Release date: July 1 2013
Publisher: HarperCollins Australia
Number of pages: 382
My rating: 2.5/5
A fascinating memoir about a horse-loving family, One Hundred and Four Horses seems to be a fascinating story of love, loss, and family. However, my interest quickly waned around halfway through.

This memoir follows the story of Mandy Retzlaff, her husband Pat Retzlaff, their three kids, and their horses (eventually 104 of them). The story is set in Zimbabwe during tough times. A person called Mugabe and a bunch of war vets are evicting white farmers from their farms, often turning into violence. When farmers start leaving Zimbabwe and abandoning their horses, the Retzlaffs start saving horses. They have to find a way to survive and save their horses in a country full of conflict.

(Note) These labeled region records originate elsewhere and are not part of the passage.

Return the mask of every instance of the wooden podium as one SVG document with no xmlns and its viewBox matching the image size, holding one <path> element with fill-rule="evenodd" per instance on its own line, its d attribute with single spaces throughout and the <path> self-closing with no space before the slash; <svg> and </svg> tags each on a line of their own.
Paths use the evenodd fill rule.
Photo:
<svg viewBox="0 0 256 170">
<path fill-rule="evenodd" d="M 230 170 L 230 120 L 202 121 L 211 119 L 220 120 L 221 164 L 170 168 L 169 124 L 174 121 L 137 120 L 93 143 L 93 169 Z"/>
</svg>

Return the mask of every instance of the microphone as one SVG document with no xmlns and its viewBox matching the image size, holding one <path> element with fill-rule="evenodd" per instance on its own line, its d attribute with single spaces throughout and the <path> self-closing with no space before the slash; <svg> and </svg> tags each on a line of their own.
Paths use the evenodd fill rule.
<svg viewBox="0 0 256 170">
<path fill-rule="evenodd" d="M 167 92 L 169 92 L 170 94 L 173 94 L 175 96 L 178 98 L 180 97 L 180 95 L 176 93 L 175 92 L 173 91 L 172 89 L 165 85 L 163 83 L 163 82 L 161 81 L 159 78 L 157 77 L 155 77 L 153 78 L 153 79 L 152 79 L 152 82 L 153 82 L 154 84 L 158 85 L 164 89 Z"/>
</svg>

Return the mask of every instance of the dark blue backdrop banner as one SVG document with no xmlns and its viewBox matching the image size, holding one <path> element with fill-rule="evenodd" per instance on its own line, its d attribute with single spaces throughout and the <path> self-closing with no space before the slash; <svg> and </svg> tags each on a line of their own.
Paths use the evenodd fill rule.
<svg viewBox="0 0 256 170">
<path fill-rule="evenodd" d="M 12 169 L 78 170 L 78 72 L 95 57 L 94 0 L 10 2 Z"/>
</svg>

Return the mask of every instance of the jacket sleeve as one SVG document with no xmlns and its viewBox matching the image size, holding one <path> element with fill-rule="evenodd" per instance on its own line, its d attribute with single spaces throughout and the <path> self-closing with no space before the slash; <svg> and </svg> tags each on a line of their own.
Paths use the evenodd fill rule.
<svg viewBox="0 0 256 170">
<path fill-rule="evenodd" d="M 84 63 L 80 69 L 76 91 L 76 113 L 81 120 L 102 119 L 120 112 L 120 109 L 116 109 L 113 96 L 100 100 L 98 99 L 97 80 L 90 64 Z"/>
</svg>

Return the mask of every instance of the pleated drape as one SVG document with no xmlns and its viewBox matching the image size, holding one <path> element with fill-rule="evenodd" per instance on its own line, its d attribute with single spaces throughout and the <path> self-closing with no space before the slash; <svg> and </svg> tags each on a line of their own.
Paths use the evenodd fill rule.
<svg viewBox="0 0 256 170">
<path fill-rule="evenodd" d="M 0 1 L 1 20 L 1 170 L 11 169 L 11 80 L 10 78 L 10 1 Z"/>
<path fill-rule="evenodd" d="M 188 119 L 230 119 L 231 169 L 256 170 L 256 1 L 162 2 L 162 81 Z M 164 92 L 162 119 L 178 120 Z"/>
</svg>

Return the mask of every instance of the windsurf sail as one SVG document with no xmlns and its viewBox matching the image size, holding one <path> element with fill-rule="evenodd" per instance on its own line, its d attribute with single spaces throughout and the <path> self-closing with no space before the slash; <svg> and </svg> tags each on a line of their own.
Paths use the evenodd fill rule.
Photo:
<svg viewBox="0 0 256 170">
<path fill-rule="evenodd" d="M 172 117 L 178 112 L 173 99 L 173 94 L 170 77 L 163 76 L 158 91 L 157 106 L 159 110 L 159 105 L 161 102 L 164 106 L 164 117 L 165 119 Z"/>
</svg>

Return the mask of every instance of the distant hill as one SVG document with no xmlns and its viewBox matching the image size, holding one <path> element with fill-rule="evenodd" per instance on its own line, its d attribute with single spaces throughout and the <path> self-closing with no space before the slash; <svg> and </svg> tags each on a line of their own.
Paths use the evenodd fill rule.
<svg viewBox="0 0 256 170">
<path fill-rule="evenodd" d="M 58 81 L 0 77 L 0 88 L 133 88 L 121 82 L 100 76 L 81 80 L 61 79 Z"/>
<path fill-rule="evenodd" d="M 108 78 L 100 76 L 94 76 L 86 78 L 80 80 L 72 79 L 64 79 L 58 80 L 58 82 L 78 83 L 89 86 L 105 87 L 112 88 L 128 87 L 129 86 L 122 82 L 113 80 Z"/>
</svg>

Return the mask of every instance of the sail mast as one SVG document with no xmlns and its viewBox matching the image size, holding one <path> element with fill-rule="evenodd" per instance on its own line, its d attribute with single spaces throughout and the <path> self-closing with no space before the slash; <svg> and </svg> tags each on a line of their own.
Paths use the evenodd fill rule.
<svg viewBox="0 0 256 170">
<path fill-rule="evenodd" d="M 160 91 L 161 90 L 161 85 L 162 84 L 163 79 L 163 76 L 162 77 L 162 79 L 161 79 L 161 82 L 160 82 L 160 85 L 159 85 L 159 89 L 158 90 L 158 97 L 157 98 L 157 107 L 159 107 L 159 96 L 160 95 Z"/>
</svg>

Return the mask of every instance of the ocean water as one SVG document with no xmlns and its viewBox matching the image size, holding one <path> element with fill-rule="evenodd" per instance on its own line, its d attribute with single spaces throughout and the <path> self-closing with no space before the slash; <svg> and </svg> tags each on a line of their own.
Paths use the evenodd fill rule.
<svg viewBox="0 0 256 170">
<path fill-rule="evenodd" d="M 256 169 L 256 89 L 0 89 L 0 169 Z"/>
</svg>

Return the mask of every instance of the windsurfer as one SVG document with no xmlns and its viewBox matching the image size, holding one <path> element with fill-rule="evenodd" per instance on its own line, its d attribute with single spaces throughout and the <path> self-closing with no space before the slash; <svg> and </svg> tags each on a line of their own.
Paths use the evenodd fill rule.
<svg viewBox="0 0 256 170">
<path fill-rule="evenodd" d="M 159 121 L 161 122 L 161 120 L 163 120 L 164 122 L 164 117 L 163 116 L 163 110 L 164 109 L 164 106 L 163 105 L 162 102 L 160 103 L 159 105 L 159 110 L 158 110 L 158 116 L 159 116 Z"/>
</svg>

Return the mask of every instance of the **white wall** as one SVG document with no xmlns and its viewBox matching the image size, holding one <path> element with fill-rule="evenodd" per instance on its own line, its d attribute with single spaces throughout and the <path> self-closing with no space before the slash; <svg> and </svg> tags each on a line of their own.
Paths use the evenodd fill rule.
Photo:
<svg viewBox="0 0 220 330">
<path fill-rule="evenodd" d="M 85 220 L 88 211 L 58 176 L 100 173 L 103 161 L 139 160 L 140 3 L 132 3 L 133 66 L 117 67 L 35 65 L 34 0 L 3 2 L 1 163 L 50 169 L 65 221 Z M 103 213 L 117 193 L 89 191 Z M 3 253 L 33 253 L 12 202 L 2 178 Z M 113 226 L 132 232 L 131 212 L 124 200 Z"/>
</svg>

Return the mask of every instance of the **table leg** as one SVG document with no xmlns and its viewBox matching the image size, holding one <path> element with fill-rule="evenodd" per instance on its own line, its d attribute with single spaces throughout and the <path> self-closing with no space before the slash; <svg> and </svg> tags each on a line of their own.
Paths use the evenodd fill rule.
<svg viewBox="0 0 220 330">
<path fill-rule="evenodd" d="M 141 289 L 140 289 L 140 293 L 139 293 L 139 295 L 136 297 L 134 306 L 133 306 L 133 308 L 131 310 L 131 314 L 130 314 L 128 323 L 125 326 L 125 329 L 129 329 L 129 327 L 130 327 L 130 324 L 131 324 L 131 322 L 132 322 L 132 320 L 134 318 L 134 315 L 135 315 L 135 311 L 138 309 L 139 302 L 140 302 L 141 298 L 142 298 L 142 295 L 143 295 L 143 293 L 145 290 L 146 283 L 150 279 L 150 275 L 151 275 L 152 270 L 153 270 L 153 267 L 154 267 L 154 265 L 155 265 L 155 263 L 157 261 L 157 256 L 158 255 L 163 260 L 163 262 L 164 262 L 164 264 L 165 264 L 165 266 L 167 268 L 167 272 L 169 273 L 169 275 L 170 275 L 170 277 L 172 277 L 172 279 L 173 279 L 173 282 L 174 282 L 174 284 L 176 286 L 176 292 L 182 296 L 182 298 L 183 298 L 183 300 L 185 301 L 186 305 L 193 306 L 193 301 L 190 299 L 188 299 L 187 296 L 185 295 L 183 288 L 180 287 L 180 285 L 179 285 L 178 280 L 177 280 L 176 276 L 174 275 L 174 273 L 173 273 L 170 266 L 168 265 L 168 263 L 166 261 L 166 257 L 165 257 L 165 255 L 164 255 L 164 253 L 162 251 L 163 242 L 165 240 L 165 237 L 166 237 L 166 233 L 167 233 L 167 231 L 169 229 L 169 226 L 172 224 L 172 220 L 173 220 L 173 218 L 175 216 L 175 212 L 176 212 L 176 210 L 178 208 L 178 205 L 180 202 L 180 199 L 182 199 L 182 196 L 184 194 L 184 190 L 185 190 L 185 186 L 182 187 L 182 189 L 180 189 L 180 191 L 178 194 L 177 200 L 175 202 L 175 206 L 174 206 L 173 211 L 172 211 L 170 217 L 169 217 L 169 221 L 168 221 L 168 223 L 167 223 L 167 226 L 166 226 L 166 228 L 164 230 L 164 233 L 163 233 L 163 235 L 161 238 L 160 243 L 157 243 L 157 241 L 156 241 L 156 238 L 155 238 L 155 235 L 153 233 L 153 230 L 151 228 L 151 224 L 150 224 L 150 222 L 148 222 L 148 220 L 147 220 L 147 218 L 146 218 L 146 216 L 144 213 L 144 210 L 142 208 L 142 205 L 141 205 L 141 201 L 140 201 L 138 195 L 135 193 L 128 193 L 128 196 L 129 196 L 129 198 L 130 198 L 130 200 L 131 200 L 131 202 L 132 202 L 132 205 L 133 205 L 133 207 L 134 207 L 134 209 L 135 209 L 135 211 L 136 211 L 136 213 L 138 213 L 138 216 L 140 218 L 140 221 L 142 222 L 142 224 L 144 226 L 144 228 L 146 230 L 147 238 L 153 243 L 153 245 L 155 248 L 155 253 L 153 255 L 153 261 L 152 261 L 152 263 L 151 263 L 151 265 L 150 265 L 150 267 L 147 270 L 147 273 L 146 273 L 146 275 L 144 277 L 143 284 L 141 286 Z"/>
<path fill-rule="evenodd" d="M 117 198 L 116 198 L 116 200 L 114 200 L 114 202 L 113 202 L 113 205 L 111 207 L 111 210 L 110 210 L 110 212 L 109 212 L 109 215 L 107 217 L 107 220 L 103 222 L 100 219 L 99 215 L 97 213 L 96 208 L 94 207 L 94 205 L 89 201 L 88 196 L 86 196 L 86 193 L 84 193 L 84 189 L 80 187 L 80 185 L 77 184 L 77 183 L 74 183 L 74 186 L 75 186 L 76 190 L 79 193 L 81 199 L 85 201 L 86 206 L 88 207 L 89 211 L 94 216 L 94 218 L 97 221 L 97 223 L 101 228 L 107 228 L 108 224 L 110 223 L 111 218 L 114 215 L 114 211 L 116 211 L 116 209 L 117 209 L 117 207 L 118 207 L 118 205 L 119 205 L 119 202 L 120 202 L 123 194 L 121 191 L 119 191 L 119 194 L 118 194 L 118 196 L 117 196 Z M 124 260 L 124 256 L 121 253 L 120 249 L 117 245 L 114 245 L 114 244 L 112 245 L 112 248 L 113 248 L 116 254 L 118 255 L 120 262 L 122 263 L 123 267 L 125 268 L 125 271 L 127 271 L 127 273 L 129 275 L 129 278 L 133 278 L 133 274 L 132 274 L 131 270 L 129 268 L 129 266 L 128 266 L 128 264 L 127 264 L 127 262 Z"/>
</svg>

The weakest point in this book was the lack of explanation. I honestly don’t have any knowledge of what happened in Zimbabwe, and I sure didn’t get any explanation here. It is established that Mugabe is brutal, but I’m not sure exactly why Mugabe and the war veterans wanted people off their land.

The story is definitely interesting. There are heaps of awesome horses in it, and along with that, some really interesting stories about some of the horses.

I was really enjoying this around the start, but then I got a little bored. Don’t get me wrong, the book was still interesting, but I just can’t explain it. Time seemed to slow down while I was reading it, and I just wasn’t that interesting. The story got way more interesting near the end, as everything starts to change more quickly.

Unfortunately I don’t have a clue what made my interest drop so fast. (I know, so unprofessional of me!)

Ultimately a story worth reading, I recommend this book to horse or animal lovers. If you don’t like horses or animals, don’t bother.
An ARC was provided by the publisher via Netgalley in exchange for an honest review.